The entire upper body is an effective target, and the first athlete to strike scores a point.
“There were many times when I cried while fencing because my body was not in my control,” she says, “I cried because I was upset because I hurt my hand, I cried because I was injured and couldn’t do more exercises…”.
He lives alone in Hongseong-gun, where his team is based, and calls his mom when he feels down.
That was the case when he won his first gold medal at the World Cup in Pisa, Italy, last year.
He was having a hard time with the expectant looks of people around him, but his mom told him, “You won a gold medal, just enjoy this moment.”
“My mom gives me a lot of hopeful words,” Kwon said.
I communicate with my family a lot, and they really like to see me fencing,” Kwon said.
His older sister, who is three years his junior, and his twin brother, who is not disabled, are also strong supporters.
When he gets into a slump, he watches the Ghibli animation Kiki the Witch Courier.
“I empathize with Kiki because I see her go from good to bad and then fall into a slump because she can’t ride her broom,” he says.
She empathizes with Kiki’s feelings, gains courage, and searches for answers.

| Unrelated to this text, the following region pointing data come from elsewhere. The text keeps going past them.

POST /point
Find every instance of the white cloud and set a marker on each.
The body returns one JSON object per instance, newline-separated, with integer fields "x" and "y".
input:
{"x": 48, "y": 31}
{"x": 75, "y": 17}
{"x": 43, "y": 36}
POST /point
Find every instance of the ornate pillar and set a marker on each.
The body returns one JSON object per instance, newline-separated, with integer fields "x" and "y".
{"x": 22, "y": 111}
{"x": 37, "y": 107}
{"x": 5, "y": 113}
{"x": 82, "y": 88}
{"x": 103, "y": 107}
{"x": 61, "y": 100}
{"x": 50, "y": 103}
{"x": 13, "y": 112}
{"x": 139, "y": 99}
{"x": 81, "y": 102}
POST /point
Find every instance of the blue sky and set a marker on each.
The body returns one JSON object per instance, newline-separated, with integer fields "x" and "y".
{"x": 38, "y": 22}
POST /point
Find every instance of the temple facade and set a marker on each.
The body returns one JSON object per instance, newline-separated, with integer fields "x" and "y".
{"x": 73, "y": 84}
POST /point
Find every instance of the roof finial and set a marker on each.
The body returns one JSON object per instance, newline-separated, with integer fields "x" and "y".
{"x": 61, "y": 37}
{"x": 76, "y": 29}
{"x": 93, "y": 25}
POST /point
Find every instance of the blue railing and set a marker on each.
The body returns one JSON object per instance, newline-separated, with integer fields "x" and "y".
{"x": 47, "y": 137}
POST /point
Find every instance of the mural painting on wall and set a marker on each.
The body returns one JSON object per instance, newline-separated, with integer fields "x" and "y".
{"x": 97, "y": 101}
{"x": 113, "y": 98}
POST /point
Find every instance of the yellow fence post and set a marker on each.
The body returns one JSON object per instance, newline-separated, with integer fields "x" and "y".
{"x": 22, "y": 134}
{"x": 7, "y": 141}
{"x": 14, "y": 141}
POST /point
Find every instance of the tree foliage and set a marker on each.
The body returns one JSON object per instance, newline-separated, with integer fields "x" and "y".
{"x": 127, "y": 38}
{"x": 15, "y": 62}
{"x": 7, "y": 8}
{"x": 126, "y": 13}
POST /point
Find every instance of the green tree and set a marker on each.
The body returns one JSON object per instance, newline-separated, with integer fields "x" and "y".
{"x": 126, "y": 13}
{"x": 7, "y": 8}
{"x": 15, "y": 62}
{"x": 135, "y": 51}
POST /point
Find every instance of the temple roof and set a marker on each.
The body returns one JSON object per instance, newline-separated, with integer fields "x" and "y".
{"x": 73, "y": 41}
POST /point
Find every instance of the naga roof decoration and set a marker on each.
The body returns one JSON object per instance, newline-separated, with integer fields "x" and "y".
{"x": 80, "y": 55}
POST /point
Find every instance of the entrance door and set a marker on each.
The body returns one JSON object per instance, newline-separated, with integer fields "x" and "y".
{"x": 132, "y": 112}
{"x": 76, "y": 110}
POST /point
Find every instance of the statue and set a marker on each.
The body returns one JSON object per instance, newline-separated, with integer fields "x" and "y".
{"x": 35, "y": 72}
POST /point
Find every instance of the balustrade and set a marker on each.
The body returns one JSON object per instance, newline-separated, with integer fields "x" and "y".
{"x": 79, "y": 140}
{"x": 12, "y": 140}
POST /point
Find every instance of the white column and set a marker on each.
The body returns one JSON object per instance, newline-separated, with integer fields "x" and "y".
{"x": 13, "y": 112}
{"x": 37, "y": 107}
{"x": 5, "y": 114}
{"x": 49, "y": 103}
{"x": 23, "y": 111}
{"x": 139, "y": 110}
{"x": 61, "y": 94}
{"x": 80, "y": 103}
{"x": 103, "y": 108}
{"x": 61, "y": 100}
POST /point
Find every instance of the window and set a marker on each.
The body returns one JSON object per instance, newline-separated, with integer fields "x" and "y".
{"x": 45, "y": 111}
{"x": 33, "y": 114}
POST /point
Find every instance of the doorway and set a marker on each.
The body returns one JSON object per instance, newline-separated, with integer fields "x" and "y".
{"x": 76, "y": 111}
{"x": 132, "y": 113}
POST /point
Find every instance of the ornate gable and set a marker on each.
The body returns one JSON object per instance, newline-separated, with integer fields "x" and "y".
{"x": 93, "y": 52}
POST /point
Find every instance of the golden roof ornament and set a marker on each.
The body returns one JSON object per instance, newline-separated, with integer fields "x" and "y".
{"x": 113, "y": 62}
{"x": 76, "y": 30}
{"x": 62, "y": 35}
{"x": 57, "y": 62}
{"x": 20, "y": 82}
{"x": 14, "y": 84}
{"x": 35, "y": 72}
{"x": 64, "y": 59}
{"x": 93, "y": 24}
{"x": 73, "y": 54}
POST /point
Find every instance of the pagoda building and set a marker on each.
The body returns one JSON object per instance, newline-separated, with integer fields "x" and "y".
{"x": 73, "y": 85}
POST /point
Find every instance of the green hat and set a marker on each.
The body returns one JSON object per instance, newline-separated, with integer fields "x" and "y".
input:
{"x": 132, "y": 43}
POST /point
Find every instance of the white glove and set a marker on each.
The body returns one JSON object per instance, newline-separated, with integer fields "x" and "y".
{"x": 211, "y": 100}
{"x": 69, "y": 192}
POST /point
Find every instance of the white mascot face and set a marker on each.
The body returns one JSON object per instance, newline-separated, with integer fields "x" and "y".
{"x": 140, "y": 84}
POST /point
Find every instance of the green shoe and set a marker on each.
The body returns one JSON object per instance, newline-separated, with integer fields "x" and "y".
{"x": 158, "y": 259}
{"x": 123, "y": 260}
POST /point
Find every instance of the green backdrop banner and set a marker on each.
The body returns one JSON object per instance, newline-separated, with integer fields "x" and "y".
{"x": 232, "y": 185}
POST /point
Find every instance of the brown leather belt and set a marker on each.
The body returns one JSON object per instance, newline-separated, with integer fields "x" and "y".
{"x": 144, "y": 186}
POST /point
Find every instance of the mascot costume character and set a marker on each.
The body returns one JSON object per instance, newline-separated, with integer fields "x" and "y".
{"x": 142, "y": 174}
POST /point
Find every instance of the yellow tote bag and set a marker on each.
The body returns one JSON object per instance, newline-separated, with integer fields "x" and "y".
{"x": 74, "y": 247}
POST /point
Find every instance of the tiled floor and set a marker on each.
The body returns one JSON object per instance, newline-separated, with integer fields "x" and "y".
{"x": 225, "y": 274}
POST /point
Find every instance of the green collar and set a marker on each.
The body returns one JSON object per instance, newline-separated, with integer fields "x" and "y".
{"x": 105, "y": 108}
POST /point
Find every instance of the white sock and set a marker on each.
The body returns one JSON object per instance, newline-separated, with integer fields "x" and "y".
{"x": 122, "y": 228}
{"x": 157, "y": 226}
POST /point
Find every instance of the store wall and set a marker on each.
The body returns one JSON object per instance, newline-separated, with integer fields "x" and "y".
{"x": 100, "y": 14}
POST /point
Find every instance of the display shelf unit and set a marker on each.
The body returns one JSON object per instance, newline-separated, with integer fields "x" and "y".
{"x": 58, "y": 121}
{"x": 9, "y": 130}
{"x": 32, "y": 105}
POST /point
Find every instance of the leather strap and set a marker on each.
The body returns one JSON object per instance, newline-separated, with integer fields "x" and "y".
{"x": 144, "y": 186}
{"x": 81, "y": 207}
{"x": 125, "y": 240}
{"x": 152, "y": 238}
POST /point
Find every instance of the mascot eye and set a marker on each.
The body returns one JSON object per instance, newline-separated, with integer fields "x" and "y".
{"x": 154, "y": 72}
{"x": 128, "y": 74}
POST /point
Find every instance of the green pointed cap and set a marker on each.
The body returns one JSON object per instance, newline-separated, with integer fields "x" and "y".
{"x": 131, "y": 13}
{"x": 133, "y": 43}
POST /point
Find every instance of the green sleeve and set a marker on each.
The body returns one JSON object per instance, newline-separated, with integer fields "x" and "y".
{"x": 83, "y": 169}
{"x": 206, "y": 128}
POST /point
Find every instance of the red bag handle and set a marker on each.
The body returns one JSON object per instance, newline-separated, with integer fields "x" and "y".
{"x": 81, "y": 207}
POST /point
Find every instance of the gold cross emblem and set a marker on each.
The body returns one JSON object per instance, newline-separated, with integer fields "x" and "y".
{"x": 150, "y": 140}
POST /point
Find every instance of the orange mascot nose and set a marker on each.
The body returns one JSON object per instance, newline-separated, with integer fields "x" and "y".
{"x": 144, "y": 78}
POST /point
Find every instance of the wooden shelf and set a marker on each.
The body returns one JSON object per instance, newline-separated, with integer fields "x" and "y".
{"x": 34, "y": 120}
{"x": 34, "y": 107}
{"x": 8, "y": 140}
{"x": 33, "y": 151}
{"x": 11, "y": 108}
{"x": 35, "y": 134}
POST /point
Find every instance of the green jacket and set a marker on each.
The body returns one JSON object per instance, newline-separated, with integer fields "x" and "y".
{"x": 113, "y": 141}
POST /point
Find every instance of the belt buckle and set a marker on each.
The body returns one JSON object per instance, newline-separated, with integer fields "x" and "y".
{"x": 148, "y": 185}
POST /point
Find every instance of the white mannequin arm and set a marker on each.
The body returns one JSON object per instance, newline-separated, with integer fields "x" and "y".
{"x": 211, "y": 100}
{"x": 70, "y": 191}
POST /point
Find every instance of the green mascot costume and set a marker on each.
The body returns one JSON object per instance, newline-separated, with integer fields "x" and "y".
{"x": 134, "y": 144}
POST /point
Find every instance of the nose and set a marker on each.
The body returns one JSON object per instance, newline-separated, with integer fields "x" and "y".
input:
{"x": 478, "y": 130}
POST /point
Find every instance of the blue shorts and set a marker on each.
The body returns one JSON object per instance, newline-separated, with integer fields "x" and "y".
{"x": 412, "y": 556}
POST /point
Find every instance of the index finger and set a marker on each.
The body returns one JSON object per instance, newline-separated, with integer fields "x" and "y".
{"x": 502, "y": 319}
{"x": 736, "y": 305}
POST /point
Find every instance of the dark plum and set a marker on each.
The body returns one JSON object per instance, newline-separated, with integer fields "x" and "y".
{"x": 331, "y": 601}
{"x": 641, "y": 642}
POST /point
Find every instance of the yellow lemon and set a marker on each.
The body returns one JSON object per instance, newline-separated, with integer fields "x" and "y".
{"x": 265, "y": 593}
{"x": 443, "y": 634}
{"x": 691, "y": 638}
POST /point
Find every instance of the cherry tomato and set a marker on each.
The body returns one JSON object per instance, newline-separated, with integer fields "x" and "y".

“In the past, when I was in a slump, it was hard and painful, but now I think it passes.
His motto now is “Let’s have fun.”
“The one who enjoys it wins,” he says. “
The one who has fun wins,” he says, “and I feel that only when I am good and fun can I have passion and improve my skills.
Kwon’s strength is his quickness.
She plays aggressively and is very active in her wheelchair.
“Her positive thinking and energy are her biggest strengths,” said Park Kyu-hwa, the national wheelchair fencing coach (Hongseong County).
This is Hangzhou’s first appearance at the Para Asian Games.
She warmed up by winning a bronze medal at the World Cup in Italy in early October.
“I want to come to Hangzhou with no regrets and learn a lot,” Kwon said.
Ultimately, “my biggest goal is to sing the national anthem on the Paralympic podium.”
Wheelchair fencing has left twenty-two-year-old Hyo-Kyung Kwon with multiple scars on her right arm.
He competes with his disabled right hand secured to his wheelchair, and moving his upper body around is bound to leave scars.
His left arm, where he holds his sword, is tattooed with a small butterfly.
The butterfly tattoo is said to mean ‘new beginnings’ and ‘change’. Kwon says.
“At first, I didn’t even realize that fencing is a sport that involves holding a sword, but as I fenced, I often experienced various things.
I feel like fencing is the first step to another life, so I feel like it’s another step in my life.
If you love sports, you should be active regardless of your disability. Opportunities only come when you move.
If you stay still, you can’t catch anything.”
The Hangzhou Para Asian Games will kick off on the 22nd.
Kwon Hyo-kyung will start her first Para Asian Games with the flechette on the 23rd. She will compete for a medal in the epee on the 25th.